Author: Charles du Park

Czech Rep., Feb 17 (JS) – Inflation in January was 3.6% higher than a year earlier. When adjustments are made for changes in indirect taxes the increase was 3.7%. The consumer price index for January was 0.3% above the Czech National Bank’s (ČNB) recent forecast.

According to figures released on Friday, prices increased by 3.6% year on year in January 2020. Inflation thus increased further compared with December, remaining above the upper boundary of the tolerance band of 1% above the ČNB’s 2% target. Consumer prices adjusted for the effects of the first-round of changes to indirect taxes rose by 3.7% year on year in January.

Y-o-y inflation rate development. Source: Czech Statistical Office, Feb. 2020.
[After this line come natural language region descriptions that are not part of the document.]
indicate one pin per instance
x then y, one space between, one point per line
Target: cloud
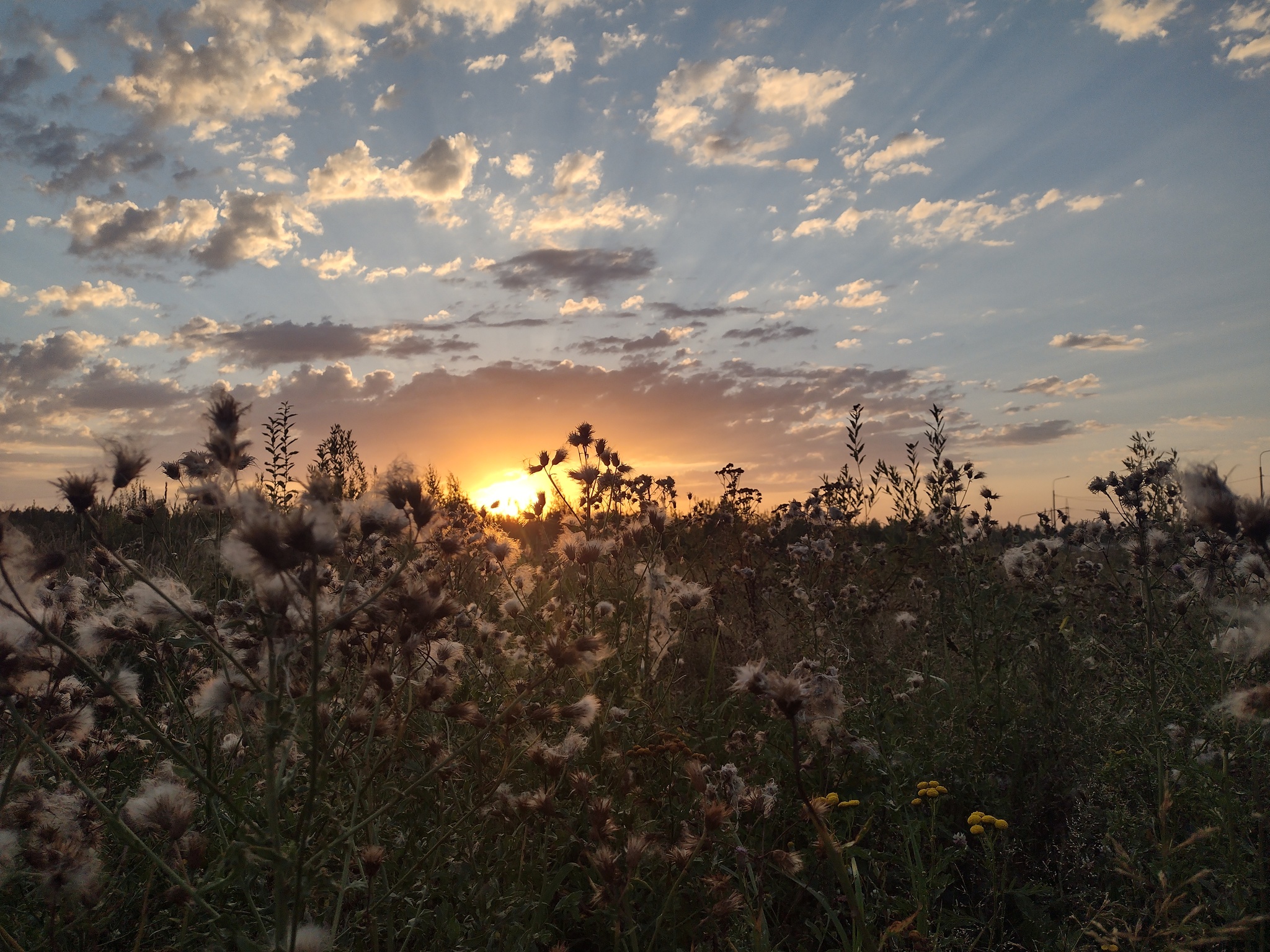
951 220
104 294
1088 203
487 63
520 165
860 294
255 226
700 108
1057 386
255 58
768 333
895 159
333 265
808 301
586 270
561 52
614 43
1249 37
1103 340
572 205
845 224
432 182
588 305
389 99
1128 20
122 227
269 343
1020 434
This overshoot was due mainly to increases in the price of food, which accelerated more markedly than forecast. For example, pork prices rose by almost one fifth compared to last January, fruit rose by 14.7% and sausages by 12.2%. The rents in the Czech Republic also rose (by 4.2%).

 

In addition to these domestic pressures, prices probably still reflect the effects of the poor harvest on some commodities and growth in meat prices due to the swine fever epidemic in Asia. Although fuel prices were also above forecast, they did not influence the overall figure significantly.
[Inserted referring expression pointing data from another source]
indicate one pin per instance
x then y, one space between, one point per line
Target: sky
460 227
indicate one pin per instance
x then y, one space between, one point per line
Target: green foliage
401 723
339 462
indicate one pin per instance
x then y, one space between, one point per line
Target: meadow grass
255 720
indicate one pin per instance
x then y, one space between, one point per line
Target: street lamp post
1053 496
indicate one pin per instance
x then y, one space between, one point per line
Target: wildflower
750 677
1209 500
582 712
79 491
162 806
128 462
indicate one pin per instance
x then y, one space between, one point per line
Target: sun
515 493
Petr Král, head of the ČNB’s Monetary Department, commented that the figures were qualitatively in line with the bank’s current forecast. The latest inflation report published by the bank on Thursday expects the inflation rate to push above the upper tolerance band of 3% in the coming months. This is being driven by changes in indirect taxes and government measures to boost household spending. In the longer term the bank forecasts the rate to fall closer to the 2%. Komerční banka economist Michal Brožka agrees that inflationary pressures will decline as the economy weakens and that “the strong koruna and increased interest rates will also help to reduce inflation.”